By Laura Freeman
In most Birmingham Medical News articles, you’ll see expert quotes, along with peer reviewed data. This is a different kind of article—first, because expert information on how to help patients come off hard-to-discontinue medications is in short supply. Second, this is an opportunity to take readers inside a process we hope they never have to experience—withdrawal from long-term use of a proton pump inhibitor (PPI) where, due to communication and automation glitches, the patient had to cope with the strong acid rebound while struggling to come off the medication alone.
That patient was me. I’m writing to share what I believe is a need for better established best practice guidelines in helping people withdraw from difficult-to-stop medications, including PPIs, antidepressants, psychiatric drugs, pain medications and others.
Beyond almost dying from double pulmonary embolisms, the last six weeks has been the most painful and agonizing of my life, and it’s far from over. It started two days after my six-month checkup, when someone called from my doctor’s office to tell me to stop the PPI I’d been taking for years because my kidney labs had changed. She seemed confused when I asked if there was time for me to gradually reduce the dose and she repeated that the doctor said to stop it and come in for new labs in a month. That sounded like cold turkey, and I suspected that was going to hurt. I asked her to check and see if the doctor could call in a prescription to help with the acid rebound, and to let me know.
The next day I stocked up on bland food and skipped the first dose of the PPI I had been on since coming off every arthritis NSAID ever withdrawn from the market. The burning started the end of the second day. I popped antacids. The next day the pain turned to sharp agony, and I began throwing up acid. In a couple of more days I was dehydrated, weak, and unable to keep food down
I tried sending a message to my doctor through their new text app. I asked him to call and noted that if he needed to bill it as a televisit that would be fine. A few days later, the app sent back an automated reply saying they didn’t do televisits. It gave the number to call to schedule an appointment, but I was too sick to make it to the office.
I didn’t know my doctor had called in a prescription of famotidine earlier. When my pharmacy sent an automated message, I thought it was referring to a refill I had just picked up. This acid blocker would probably have made a difference.
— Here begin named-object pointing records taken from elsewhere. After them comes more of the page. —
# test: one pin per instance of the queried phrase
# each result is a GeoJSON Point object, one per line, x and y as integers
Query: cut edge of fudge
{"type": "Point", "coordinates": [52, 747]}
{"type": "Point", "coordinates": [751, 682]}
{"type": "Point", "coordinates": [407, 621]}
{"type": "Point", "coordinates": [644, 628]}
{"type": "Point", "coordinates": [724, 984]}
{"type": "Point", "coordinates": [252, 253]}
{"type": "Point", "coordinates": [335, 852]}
By the time my doctor and I connected, I was in the hospital with double pulmonary embolisms. None of the tests found any reason for them. The hospitalist noted them as provoked, since I had been unable to move much in the past few days. During the labs, they also found that I had primary hyperparathyroidism. This was why I had been feeling so bad for so long, and they can fix it. I’ll have surgery after I come off the blood thinners.
The irony is that the hyperparathyroidism probably explains why my kidney labs were off. I might not have had to come off the PPI after all. Would I go back on it? No way. It works very well, but I would never risk having to go through withdrawal again.
Observations To Share With Health Care Providers
Unassisted withdrawal from long-term use of PPIs can be much more painful than most people think. Take your best guess and triple it—and add a lot more time. The medications were originally approved only for short term use, but it’s common to see patients who have been taking them for 10 or 20 years. Acid pumps that have been turned off seem to come back with a vengeance.
If you need to tell patients to stop PPIs, please tell them yourself. They are going to need someone who can tell them how to stop. You’re about to ask them to do something very painful and disruptive. If you have to delegate, you will need someone trained to answer questions, advise patients and coach them through it. Also, if you have patients who need to come off the medication, please allow adequate time for them to gradually taper their dose so the process is less painful.
Friends don’t let friends take constipation-causing antacids in an attempt to counter the acid surge. It is just too big, multiple tablets aren’t enough, and soon the lower GI problems will rival the upper GI pain.
Famotidine seemed to help, but I had to work with it to find the best time to take it. An hour before lunch on an empty stomach at least gives me a chance to keep lunch down. Any food eaten later will likely be back in a bout of acid nausea, which makes keeping evening meds down difficult. Sucralfate tablets, which my doctor prescribed before each meal, seem to help make eating less painful.
Patients may find helpful. What helped most was choosing very bland, soft food with nothing oily on it. Take small bites and chew very well. You are going to want more than you can keep down, especially as you start to get better. Eat less than you want and you’ll have a better chance of keeping it.
Although there are other methods of withdrawal, including one that allows patients whose condition is less serious to occasionally take a dose or a smaller than current dose of a PPI when needed. The method that seems to be most successful in withdrawal from long term use is a gradual step down in dosage over a period of several weeks
Sources For Current Recommendations
Deprescribing.org is a Canadian-funded research-based website offering peer consensus recommendations for algorithms to assist in deciding when to discontinue a medication and in choosing the plan most suited to helping patients in different scenarios withdraw from medications that are difficult to stop. Videos outlining recommendations for several drugs are available on YouTube. earch Deprescribing.org and name of drug.
A major Japanese study of PPI withdrawal options has been completed and is expected to publish shortly. Preliminary expectation is that it will recommend tapered withdrawal reducing dosage over several weeks as more likely to be successful than simply stopping use.